Cheap overnight stops
The south west of England is well served by the Practical Motorhome Nightstops scheme – many of which are pub settings, where you can enjoy a meal or drink. And some are free of charge when eating in the pub. One, Elton Farm in Gloucestershire, is simply a farm field, but it's perfect for exploring the Forest of Dean.
Motorhome access and information
We've a few pointers regarding touring this area in your 'van. If you want to visit Bristol, the city is well served with the M5 and M4 acting as part of a ring road and the M32 spur taking you to the city centre off the M4. There are centrally located campsites – the Caravan Club runs a site (though this is due to close in August 2015) in the dockland area, close to the SS Great Britain, with a cycle path direct to the city centre. It's worth it because motorhome parking is not allowed in the city centre unless you can guarantee to fit your 'van into one bay only (see below for Park and Ride facilities). There's a toll on the Clifton Suspension Bridge – it's only a few pence, but they won't accept 5p or copper coins – and four tons is its maximum weight limit.

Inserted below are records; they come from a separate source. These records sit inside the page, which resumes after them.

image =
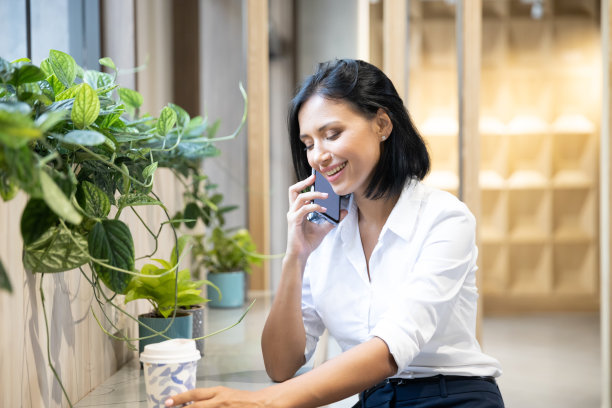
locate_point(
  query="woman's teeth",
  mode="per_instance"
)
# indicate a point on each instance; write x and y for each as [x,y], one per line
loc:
[337,169]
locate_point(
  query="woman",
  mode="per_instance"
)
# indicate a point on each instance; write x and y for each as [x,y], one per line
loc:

Town parking is patchy throughout South West England with frustrating height barriers and one-bay-per-vehicle rules in some places, but specific provision made in others, so if you're hoping to take your motorhome, do your homework before you set off.
Park and Ride facilities are your best option but even some of these are not recommended. In Bristol, only use the Brislington or Long Ashton Park and Ride sites (Portway has a height barrier). Salisbury has five Park and Ride sites, and only Britford (south of the town) is accessible to 'vans, however in Taunton, motorhomes are allowed at both Park and Ride sites and in Bath, all Park and Ride sites are accessible.
Elsewhere there are motorhome-accessible car parks at Stow-on-the-Wold, Bourton-on-the-Water and Cirencester for the Cotswolds, Tewkesbury, Burnham-on-Sea, Cheddar and Kingswood. Forest of Dean council car parks exclude motorhomes, but there are several Forestry Commission car parks which are motorhome friendly.
How to get to South West England
The M4 junctions 14 to 18 serve Wiltshire well, with good, wide and relatively straight A-roads crossing the county. The A346/338 and the A350 run north to south at either edge of Wiltshire, the latter filled with roundabouts every few miles but with plenty of stopping-off points if required.
Somerset and Gloucestershire can be accessed by both the M4 and M5. From the east, the A303 crosses through Wiltshire into Somerset, the road's reputation as being both beautiful yet frustratingly slow at times completely true! Watch out on the A39 Bridgwater to Minehead/Porlock road. It's twisty and narrow in places, although its beauty west of Minehead, through Exmoor National Park, provides one of Somerset's best views.
Gloucestershire's Forest of Dean can be accessed either via the M4 and a very pretty but windy route following the River Wye, or via Gloucester and the A40/A48.